Chief Procurement Officers see responsibility increase

By Freddie Pierce
By William Gindlesperger, Chief Executive Officer, e-LYNXX Corporation The modern day chief procurement officer (CPO) has a significant role in deliver...

By William Gindlesperger, Chief Executive Officer, e-LYNXX Corporation

The modern day chief procurement officer (CPO) has a significant role in delivering value to shareholders, customers and the public.  But the CPO’s success is very dependent upon collaboration with the chief financial officer (CFO).  That is one of the findings of the most recent Capgemini Global Survey of Chief Procurement Officers, first published in 2010.

“Increased collaboration between the two key ‘money crunchers’ in the organization not only makes sense, but is a prerequisite to success,” said Hamish McKechnie-Sharma, a Capgemini Consulting Principal, in published remarks.

In addition to 79 percent of chief procurement officer respondents stating that procurement must be more focused on “improving an organization’s bottom line,” 70 percent said organizations must develop means by which “measurement on procurement performance in financial terms” is achieved.  This goes hand-in-hand with procurement and finance collaborating from the beginning of a fiscal year on what a savings is, setting up criteria to measure savings and ensuring that the path to savings is totally transparent.

Towards this end, there has to be a means by which savings, improved efficiencies, strong quality controls and full transparency, accountability and reporting are delivered and documented.  There also has to be an agreement between the CPO and the CFO that continuing to use traditional – and antiquated – procurement practices must stop.  No longer can a few vendors be the sole sources for goods and services.  No longer can negotiated pricing, influenced by personal relationships and vendor perks to the buyer, drive procurement decisions.  No longer can work be awarded without true competitive bidding.

Savvy CFOs and CPOs are embracing new methods that address the issues of high costs, questionable efficiencies and limited transparency.  One such method that is proving itself is automated vendor selection technology.  AVS Technology is reducing costs for procured goods and services by 25 percent to 50 percent, with the average cost savings for licensees of the technology being 42 percent.
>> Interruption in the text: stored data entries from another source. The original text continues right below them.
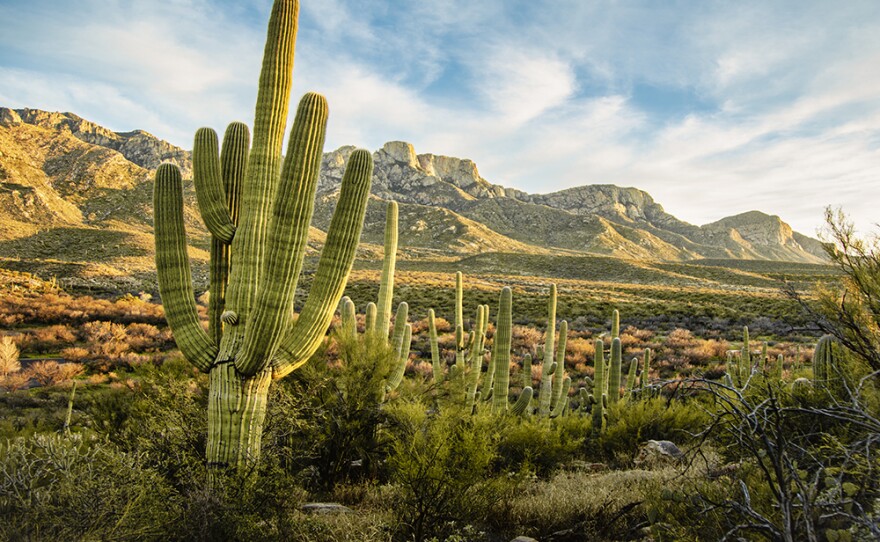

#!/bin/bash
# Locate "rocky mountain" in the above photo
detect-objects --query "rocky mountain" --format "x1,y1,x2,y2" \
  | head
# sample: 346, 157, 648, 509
0, 108, 827, 290
319, 141, 828, 263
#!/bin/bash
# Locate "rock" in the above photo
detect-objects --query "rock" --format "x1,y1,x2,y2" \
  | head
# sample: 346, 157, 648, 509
0, 107, 22, 127
510, 537, 539, 542
634, 440, 684, 468
301, 502, 354, 514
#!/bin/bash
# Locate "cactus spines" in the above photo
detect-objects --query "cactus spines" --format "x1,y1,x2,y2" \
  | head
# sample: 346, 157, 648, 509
512, 386, 534, 415
492, 287, 513, 412
154, 0, 373, 469
538, 284, 558, 416
608, 337, 622, 405
386, 319, 412, 392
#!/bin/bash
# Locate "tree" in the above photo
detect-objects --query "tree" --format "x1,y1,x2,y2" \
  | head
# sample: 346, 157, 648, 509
797, 208, 880, 374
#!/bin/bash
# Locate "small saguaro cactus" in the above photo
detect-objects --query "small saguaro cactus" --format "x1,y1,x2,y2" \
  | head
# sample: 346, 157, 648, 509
812, 334, 837, 389
491, 287, 513, 412
591, 338, 607, 435
340, 201, 412, 394
608, 336, 623, 405
538, 284, 558, 416
154, 0, 373, 469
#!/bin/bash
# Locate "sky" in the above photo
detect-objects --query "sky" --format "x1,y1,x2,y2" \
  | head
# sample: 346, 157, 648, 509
1, 0, 879, 238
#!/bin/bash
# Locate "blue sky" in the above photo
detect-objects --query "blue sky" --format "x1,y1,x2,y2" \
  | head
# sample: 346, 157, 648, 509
1, 0, 879, 237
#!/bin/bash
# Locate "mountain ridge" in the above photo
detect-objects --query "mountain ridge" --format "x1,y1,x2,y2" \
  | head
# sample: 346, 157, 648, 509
0, 107, 828, 290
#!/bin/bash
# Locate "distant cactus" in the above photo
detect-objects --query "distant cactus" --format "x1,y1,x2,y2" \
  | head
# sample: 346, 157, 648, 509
538, 284, 558, 416
491, 287, 513, 412
153, 0, 373, 468
608, 336, 622, 405
592, 338, 607, 435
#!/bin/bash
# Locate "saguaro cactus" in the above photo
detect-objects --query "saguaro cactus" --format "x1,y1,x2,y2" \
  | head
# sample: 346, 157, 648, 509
538, 284, 558, 416
154, 0, 373, 469
491, 287, 513, 412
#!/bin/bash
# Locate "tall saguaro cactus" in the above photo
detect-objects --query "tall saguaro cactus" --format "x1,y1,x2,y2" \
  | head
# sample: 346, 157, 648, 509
154, 0, 373, 469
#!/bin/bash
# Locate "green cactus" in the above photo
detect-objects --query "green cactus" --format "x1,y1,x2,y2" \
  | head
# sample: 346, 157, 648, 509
512, 387, 533, 415
608, 337, 622, 405
492, 287, 513, 412
625, 357, 639, 397
538, 284, 558, 416
385, 303, 412, 392
550, 376, 571, 418
521, 353, 532, 389
154, 0, 373, 469
550, 319, 568, 414
611, 308, 620, 339
740, 326, 751, 385
428, 309, 442, 383
775, 353, 784, 381
465, 304, 488, 405
374, 201, 399, 341
812, 334, 836, 389
591, 338, 607, 435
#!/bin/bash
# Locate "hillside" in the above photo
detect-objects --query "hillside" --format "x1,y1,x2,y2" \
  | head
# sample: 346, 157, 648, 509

These reductions are in the actual procured costs of the goods and services when compared with their historical prices, excluding efficiencies and staff reductions which yield additional cost reductions. 

Driven by AVS Technology, vendors – all carefully screened and objectively qualified by the buyer -- are automatically selected to compete for work. Only those best qualified to produce each project are invited to submit bids. Participating vendors lower their prices, in a competitive bidding environment, to fill gaps in their production schedules. The buying organization benefits from deep discounts. The winning vendor is awarded work that it otherwise would not have. 
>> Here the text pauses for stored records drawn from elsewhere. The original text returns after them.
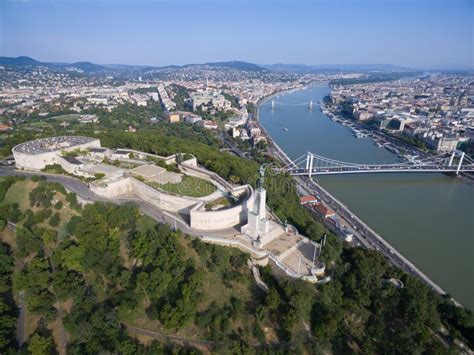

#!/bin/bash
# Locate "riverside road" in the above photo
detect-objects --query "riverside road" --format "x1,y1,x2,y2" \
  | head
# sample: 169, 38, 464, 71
254, 106, 449, 298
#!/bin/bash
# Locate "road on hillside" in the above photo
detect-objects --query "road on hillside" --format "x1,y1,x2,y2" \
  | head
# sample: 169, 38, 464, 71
0, 167, 241, 240
16, 290, 26, 347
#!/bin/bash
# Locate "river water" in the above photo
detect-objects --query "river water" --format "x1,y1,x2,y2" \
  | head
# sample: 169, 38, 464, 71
259, 83, 474, 309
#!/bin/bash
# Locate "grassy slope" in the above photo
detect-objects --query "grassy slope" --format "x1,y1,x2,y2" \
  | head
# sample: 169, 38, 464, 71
155, 175, 217, 198
1, 178, 78, 235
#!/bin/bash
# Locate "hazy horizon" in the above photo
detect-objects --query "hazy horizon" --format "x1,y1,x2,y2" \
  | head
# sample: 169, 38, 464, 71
2, 55, 474, 70
1, 0, 472, 68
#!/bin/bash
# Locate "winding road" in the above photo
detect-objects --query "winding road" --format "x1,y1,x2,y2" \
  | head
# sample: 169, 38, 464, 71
0, 166, 242, 240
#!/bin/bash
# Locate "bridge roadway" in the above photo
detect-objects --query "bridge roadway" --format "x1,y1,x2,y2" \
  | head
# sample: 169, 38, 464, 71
288, 165, 474, 176
263, 135, 449, 296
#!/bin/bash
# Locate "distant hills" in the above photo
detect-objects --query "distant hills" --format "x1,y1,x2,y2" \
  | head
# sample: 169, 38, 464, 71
263, 63, 473, 73
0, 56, 108, 73
1, 56, 470, 75
0, 56, 43, 67
262, 63, 414, 73
0, 56, 267, 73
201, 61, 266, 72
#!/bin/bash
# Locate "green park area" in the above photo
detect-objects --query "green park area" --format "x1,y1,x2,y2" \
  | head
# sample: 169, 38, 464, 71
28, 114, 81, 128
155, 175, 216, 198
50, 114, 81, 122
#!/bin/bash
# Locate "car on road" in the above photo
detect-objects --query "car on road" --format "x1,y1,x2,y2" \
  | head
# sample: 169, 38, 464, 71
0, 158, 15, 166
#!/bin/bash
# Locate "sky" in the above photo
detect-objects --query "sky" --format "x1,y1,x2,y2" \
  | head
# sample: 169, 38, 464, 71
0, 0, 472, 68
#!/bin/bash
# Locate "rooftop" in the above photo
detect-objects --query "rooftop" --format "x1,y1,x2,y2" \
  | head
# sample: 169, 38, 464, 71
129, 164, 166, 178
13, 136, 97, 155
300, 195, 318, 204
313, 204, 335, 217
61, 155, 83, 165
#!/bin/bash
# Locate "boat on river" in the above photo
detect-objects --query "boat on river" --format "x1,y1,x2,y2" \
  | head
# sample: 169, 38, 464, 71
385, 145, 399, 154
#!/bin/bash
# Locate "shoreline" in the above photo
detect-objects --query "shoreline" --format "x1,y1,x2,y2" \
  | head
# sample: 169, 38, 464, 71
254, 83, 461, 304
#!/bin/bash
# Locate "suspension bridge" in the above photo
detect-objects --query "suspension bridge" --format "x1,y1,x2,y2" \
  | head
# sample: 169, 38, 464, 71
271, 99, 315, 110
282, 150, 474, 176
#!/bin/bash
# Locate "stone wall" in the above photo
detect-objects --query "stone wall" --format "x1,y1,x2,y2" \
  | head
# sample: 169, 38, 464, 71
14, 150, 59, 171
55, 156, 94, 178
90, 177, 134, 198
13, 139, 101, 171
179, 162, 233, 191
91, 176, 254, 231
200, 235, 267, 259
129, 178, 201, 213
189, 186, 254, 231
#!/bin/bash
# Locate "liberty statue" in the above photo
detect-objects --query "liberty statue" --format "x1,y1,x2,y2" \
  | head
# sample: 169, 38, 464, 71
258, 165, 266, 189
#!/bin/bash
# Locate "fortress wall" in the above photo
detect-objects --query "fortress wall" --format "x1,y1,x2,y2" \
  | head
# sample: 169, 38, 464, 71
82, 139, 102, 150
14, 151, 58, 171
90, 177, 134, 198
116, 149, 177, 165
182, 157, 197, 167
200, 236, 268, 259
179, 163, 233, 191
129, 178, 200, 213
189, 186, 254, 231
13, 139, 101, 171
55, 156, 94, 178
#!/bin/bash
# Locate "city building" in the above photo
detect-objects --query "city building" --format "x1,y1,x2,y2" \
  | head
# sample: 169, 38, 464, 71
189, 90, 231, 111
164, 111, 180, 123
196, 120, 218, 129
300, 195, 318, 206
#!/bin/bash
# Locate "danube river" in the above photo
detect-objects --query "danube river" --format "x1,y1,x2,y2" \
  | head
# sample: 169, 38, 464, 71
259, 83, 474, 309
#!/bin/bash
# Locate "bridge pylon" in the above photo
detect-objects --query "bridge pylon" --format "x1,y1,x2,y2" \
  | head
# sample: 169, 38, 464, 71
305, 152, 314, 177
448, 150, 466, 175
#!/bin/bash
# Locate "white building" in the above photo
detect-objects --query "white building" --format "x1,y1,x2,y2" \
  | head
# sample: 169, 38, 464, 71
189, 90, 231, 111
12, 136, 101, 171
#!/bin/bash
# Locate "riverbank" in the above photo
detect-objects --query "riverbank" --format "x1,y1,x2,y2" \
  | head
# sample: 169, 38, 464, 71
254, 83, 472, 307
321, 100, 474, 183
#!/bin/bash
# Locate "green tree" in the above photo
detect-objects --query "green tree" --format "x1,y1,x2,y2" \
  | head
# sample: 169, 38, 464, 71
49, 212, 60, 227
27, 334, 54, 355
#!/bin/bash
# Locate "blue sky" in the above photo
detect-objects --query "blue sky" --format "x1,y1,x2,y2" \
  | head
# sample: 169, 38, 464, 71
1, 0, 472, 68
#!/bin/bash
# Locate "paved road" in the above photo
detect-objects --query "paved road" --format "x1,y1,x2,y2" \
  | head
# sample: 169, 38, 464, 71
0, 167, 242, 240
124, 323, 293, 350
299, 172, 454, 296
16, 290, 26, 347
124, 324, 221, 349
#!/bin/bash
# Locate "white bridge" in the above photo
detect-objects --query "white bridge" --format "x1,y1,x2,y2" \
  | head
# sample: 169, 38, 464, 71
283, 150, 474, 176
271, 99, 314, 110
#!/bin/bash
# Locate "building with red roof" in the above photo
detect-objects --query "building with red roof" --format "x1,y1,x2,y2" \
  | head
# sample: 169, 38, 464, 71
300, 195, 318, 206
313, 203, 335, 219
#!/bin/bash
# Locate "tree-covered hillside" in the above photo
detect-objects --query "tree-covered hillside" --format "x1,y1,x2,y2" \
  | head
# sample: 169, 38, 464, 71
0, 176, 472, 354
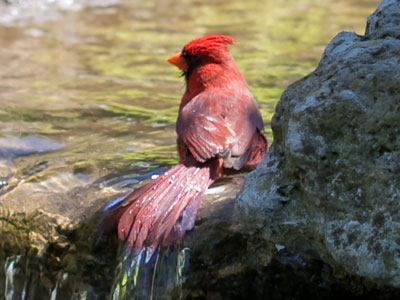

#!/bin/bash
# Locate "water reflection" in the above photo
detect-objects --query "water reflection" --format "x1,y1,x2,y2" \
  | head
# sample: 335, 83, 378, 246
0, 0, 379, 180
0, 136, 63, 157
110, 247, 189, 300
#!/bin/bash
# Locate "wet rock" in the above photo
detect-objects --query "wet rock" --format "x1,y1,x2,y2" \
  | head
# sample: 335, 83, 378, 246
0, 207, 119, 299
0, 135, 64, 157
0, 161, 125, 298
238, 0, 400, 292
0, 166, 249, 299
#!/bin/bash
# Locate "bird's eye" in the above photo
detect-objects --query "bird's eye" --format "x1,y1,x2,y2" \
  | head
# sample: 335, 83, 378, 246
182, 48, 187, 57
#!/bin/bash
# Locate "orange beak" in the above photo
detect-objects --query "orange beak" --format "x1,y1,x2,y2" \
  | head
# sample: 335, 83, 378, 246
168, 52, 188, 72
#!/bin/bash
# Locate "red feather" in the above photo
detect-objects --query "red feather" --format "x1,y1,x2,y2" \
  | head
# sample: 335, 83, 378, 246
104, 34, 267, 253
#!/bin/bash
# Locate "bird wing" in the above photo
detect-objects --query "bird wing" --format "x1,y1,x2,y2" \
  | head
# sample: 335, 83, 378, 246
176, 88, 263, 167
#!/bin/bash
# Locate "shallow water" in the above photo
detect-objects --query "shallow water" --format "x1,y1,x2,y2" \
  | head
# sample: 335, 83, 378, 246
0, 0, 379, 198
For the buyer, there are additional benefits. When the technology is used with a robust web-based workflow and communications system and best practices, the process delivers total transparency, full accountability for all participants (buyer and vendor), strengthened quality controls, assured timeliness and significant efficiency gains. Also, an indelible and auditable task-by-task record of each project is established for future reference. This approach, already licensed by a host of businesses and other organizations, can be used for a wide range of applications including specialty products, commercial printing, temporary staffing, direct mail, POS, construction services, publications, packaging and transportation.  Using the 42 percent average savings of current AVS Technology licensees as the benchmark, each $1 million in procurement costs achieves $420,000 in cost reductions for procuring the same goods and services.  This is dead serious money as organizations typically procure 2 to 20 percent of their gross revenues. 
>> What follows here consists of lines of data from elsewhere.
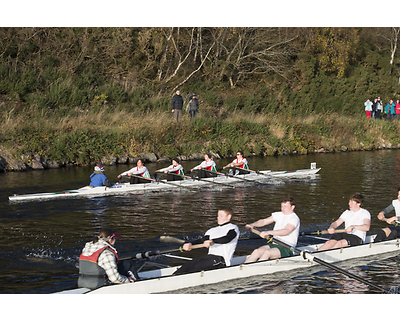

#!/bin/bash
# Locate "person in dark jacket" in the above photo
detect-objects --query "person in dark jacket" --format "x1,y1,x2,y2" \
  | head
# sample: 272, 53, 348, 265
171, 90, 183, 124
188, 94, 199, 119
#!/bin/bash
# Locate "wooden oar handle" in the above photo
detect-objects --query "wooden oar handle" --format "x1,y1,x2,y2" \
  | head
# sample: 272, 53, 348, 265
382, 217, 400, 226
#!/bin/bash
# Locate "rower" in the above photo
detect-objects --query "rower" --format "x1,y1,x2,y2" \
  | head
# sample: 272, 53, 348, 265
190, 153, 218, 178
375, 187, 400, 242
154, 158, 185, 181
317, 193, 371, 251
117, 159, 151, 184
223, 150, 249, 175
78, 228, 138, 290
244, 196, 300, 263
90, 163, 112, 187
173, 207, 239, 275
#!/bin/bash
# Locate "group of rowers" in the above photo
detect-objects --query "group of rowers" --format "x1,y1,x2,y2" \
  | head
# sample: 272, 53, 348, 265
89, 151, 250, 188
77, 182, 400, 290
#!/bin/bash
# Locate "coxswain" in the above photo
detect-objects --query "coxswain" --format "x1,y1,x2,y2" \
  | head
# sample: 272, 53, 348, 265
89, 163, 112, 187
78, 228, 138, 290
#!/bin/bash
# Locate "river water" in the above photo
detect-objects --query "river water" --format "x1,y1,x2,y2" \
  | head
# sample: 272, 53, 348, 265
1, 150, 400, 295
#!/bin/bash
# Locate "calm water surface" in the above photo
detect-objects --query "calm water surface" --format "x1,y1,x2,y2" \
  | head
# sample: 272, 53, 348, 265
1, 150, 400, 294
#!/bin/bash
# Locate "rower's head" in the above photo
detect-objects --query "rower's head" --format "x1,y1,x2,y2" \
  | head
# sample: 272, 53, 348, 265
217, 207, 233, 225
281, 196, 296, 214
137, 159, 144, 167
94, 163, 104, 172
205, 153, 212, 161
172, 158, 179, 166
348, 193, 363, 211
94, 228, 121, 245
236, 151, 244, 159
397, 187, 400, 200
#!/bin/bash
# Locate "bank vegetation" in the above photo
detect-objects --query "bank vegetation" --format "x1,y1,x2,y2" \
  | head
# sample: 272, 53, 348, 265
1, 27, 400, 169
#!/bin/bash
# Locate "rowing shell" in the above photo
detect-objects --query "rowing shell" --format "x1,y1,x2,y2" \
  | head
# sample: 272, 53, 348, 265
9, 163, 321, 202
56, 235, 400, 294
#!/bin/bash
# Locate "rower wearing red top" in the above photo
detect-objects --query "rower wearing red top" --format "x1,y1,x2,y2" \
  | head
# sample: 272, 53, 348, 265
155, 158, 185, 181
223, 150, 249, 175
190, 153, 217, 178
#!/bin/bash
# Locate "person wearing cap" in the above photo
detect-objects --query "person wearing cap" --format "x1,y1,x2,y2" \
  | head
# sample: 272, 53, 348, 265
78, 228, 138, 290
89, 163, 112, 188
154, 158, 185, 181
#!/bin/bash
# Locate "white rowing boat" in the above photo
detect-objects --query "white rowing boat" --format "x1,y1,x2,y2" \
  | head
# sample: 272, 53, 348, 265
56, 235, 400, 294
9, 163, 321, 202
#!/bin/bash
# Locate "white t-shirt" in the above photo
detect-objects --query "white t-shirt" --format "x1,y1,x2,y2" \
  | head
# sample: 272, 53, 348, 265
271, 211, 300, 247
339, 208, 371, 242
205, 223, 239, 266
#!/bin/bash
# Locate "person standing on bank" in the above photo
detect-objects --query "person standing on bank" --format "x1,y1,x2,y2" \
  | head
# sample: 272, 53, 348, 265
90, 163, 112, 187
375, 97, 383, 119
173, 207, 239, 275
171, 90, 183, 124
317, 193, 371, 251
78, 228, 138, 290
188, 94, 199, 119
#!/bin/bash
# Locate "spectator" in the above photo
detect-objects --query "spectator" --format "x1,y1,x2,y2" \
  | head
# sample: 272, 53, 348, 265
171, 90, 183, 124
375, 97, 383, 119
188, 94, 199, 120
394, 99, 400, 120
385, 99, 396, 121
364, 99, 373, 118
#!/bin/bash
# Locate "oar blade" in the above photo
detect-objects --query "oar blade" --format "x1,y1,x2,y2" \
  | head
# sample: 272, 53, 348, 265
159, 235, 185, 244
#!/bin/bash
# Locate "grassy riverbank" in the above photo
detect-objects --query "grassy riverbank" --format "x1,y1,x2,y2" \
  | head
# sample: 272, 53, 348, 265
2, 101, 400, 167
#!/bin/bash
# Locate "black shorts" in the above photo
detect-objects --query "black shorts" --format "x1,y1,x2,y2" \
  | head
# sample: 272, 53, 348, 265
331, 233, 363, 246
173, 254, 226, 275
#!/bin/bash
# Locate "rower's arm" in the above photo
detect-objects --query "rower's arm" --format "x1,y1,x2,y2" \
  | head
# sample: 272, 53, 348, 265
350, 218, 371, 232
265, 223, 296, 237
377, 204, 394, 220
212, 229, 237, 244
246, 216, 274, 229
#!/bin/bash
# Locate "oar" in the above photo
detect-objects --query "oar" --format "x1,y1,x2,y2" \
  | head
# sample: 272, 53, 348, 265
249, 227, 390, 294
168, 172, 236, 188
204, 168, 266, 186
232, 167, 287, 182
300, 229, 347, 236
126, 174, 193, 190
382, 217, 400, 227
160, 235, 185, 244
160, 235, 263, 243
121, 242, 210, 261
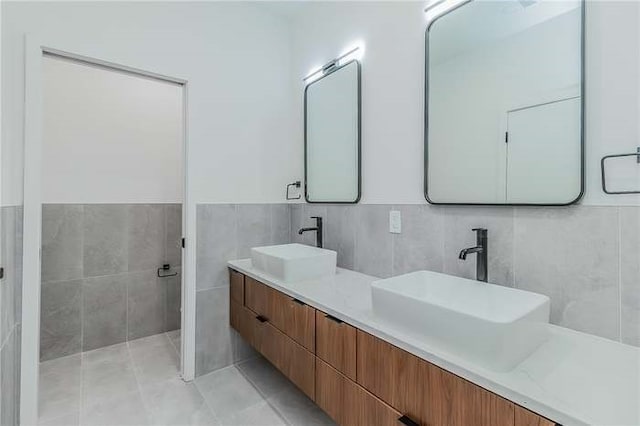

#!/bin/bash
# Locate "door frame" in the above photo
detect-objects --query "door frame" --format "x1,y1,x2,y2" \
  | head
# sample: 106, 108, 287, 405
22, 35, 197, 425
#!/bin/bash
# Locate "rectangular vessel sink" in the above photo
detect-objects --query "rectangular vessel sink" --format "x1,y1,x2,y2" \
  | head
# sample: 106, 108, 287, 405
371, 271, 550, 372
250, 243, 337, 283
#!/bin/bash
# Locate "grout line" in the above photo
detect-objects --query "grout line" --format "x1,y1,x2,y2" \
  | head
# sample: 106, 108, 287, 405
80, 277, 85, 355
80, 204, 85, 288
192, 369, 225, 426
125, 271, 130, 342
233, 360, 293, 426
78, 344, 85, 424
125, 339, 155, 425
617, 206, 622, 343
165, 330, 181, 359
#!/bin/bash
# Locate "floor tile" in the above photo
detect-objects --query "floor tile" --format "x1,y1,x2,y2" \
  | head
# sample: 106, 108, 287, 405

These type results encourage CFO and CPO partnerships. Enlightened management today sees the chief financial officer and the chief procurement officer as equals with both having seats at the executive team table.  No longer is procurement relegated to being a back-office function. The Capgemini survey also found that more than 70 percent of purchasing functions now report directly to boards of directors and more than a quarter report directly to chief executive officers.

Co-ownership of the procurement process by finance and procurement will result in savings that are achievable, proactively managed and sustainable.